In an Oct. 23 letter, Sens. Chris Coons, D-Delaware; Sheldon Whitehouse, D-Rhode Island; Richard Blumenthal, D-Connecticut; and Kamala Harris, D-California, asked Attorney General Bill Barr to explain how numerous reports of political considerations seeping into the highest levels of Justice Department decision-making square with established department policy against political interference in federal law enforcement decisions.

Those reports paint a picture of a department that grants the White House and the president’s political allies special access to top law enforcement officials working on cases of interest. There are also questions about the attorney general’s personal involvement in events at the center of an intelligence official’s whistleblower complaint, which sparked public outrage and an impeachment inquiry into the president.

“In light of the torrent of news reports calling into question the Department of Justice’s… independence from political bias and pressure, we write to inquire about the status of the department’s policy of limiting communications between DOJ personnel and representatives of the White House regarding pending or contemplated criminal and civil matters,” the senators wrote. “The department has long recognized that its own judgments must be impartial and insulated from political influence, and that its investigatory and prosecutorial powers must be exercised free from partisan considerations. To those ends, the department has long maintained policies restricting communications between the White House and department officials relating to pending or contemplated criminal and civil investigations or cases.”

Among the many concerns the senators raise is Barr’s involvement in the July 25 phone call between President Donald Trump and Ukrainian President Vlodymyr Zelensky.
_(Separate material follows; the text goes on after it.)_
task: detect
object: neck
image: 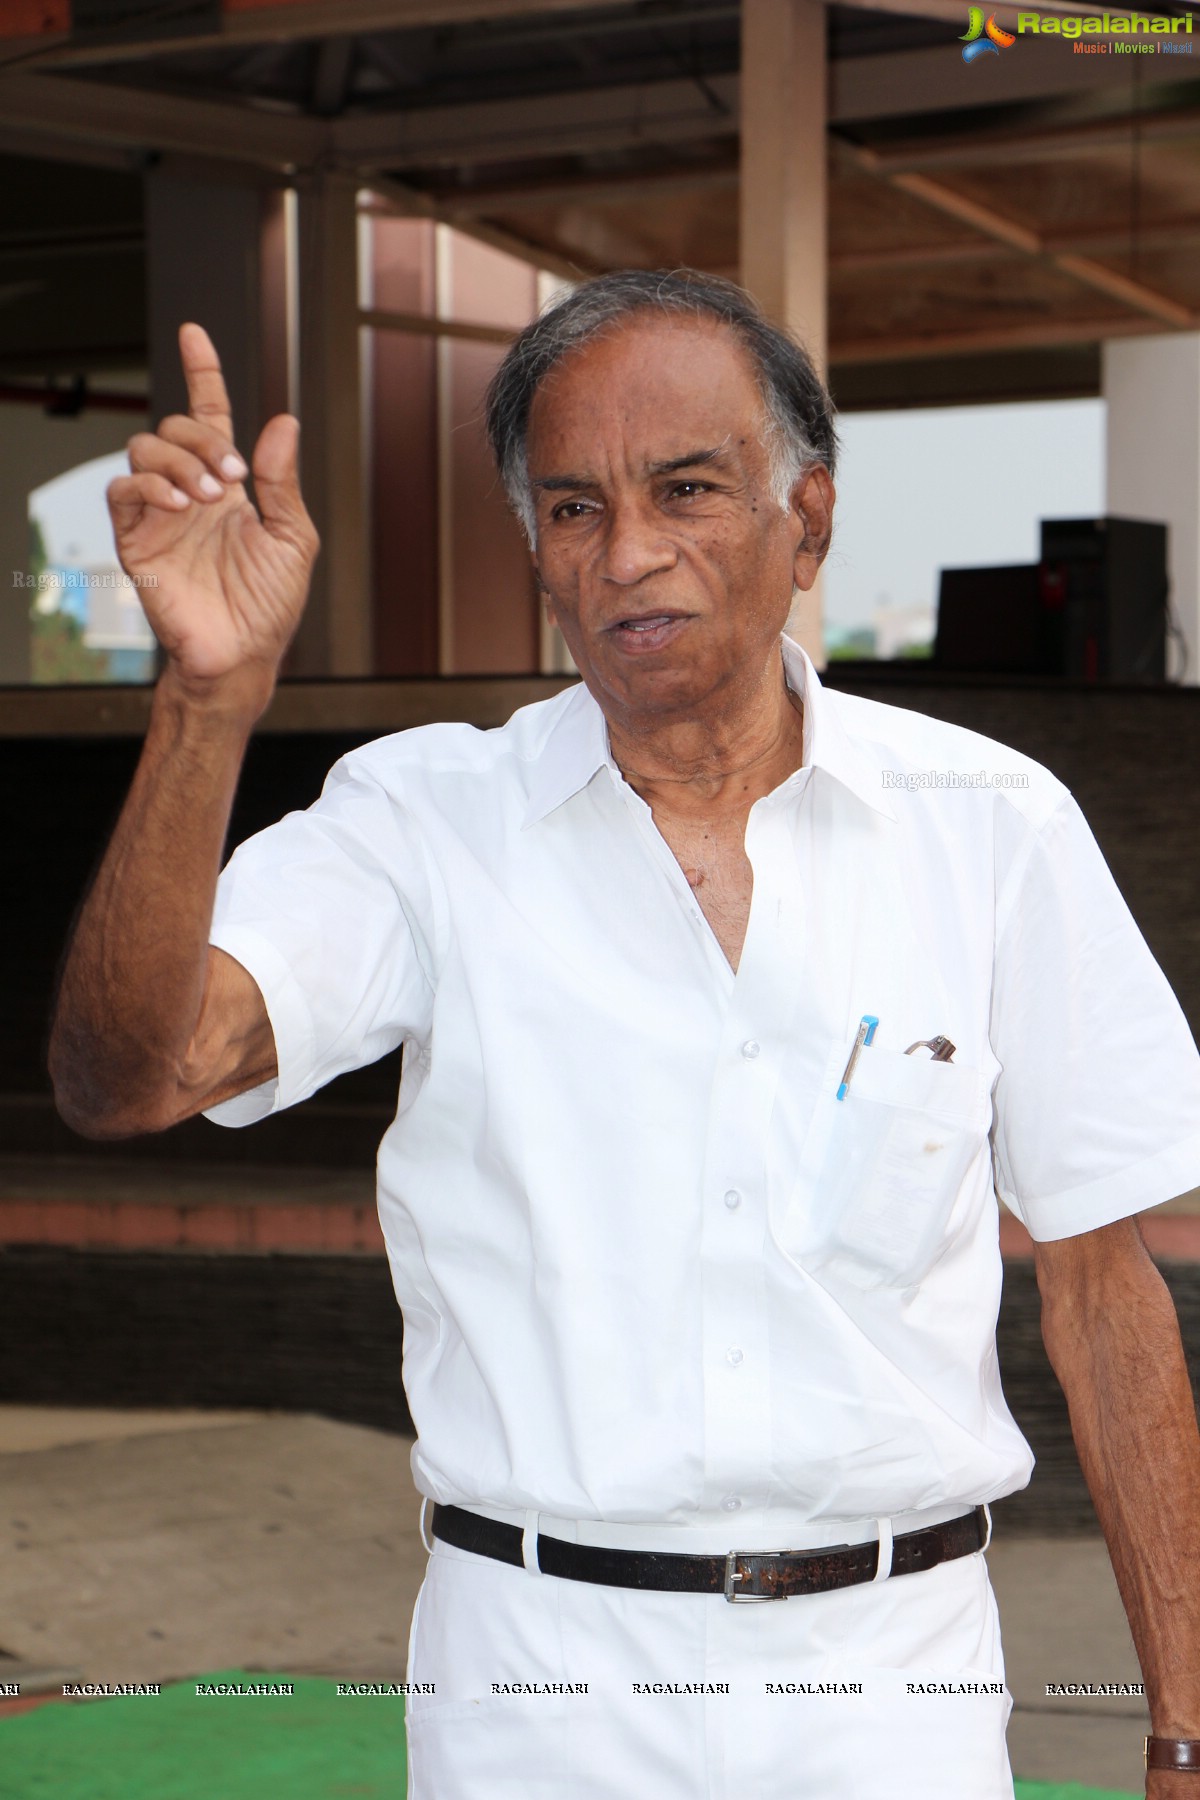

“In the memorandum transcript of the July 25 call between President Trump and President Zelinskyy of Ukraine, President Trump explicitly references you a number of times, and says that he will direct you to contact the president of Ukraine to follow up on investigations of American citizens and political opponents,” wrote the senators. “President Trump has openly and publicly expressed a desire for such investigations, and his support for such investigations taking place. Any action you or your department have taken in response to a directive by the president on these matters raises serious concerns and highlights the precise reason for the need to maintain DOJ independence from political interference.”

Restrictions against political interference in department investigations and prosecutions were first formally imposed in 1978 by Attorney General Griffin Bell following the Watergate scandal. The Trump administration appeared to reaffirm existing Department guidance in 2017. Under former White House Counsel Donald McGahn, the Trump White House also issued its own contacts policy, restricting White House communications with department personnel regarding ongoing or contemplated cases or investigations. Nothing suggests that guidance has been withdrawn.

Whitehouse, Blumenthal, Harris and Coons are cosponsoring the Security from Political Interference in Justice Act to increase transparency in the relationship between the U.S. Department of Justice and the White House and prevent political interference in law enforcement decisions. The bill would impose important reporting requirements for contacts between the Justice Department and White House pertaining to specific cases or investigations. A nearly identical measure drew broad bipartisan support in the Senate Judiciary Committee in 2007.